À ce jour, le site Web etmaintenant.net a recueilli plus de 30 000 signatures, et ça continue.
Cette semaine, à l’occasion de la Journée internationale de la femme, Le Journal de Chambly publie un cahier spécial où les femmes sont à l’avant-plan. Par ce cahier, le journal exprime haut et fort son appui au mouvement #moiaussi et encourage les victimes à briser le silence et à dénoncer leurs agresseurs.
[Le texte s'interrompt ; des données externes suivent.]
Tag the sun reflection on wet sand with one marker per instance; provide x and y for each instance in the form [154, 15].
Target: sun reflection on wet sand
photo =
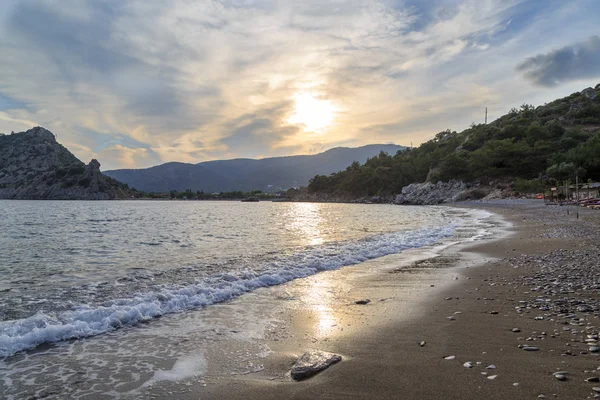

Si 2017 peut être considéré comme une année de dénonciation, 2018 se doit d’être une année d’action. En cette Journée internationale de la femme, il est important de rappeler que le combat pour l’égalité des sexes se poursuit et n’est toujours pas gagné. Est-ce que 2018 sera l’année de la femme? #EtPourquoipas?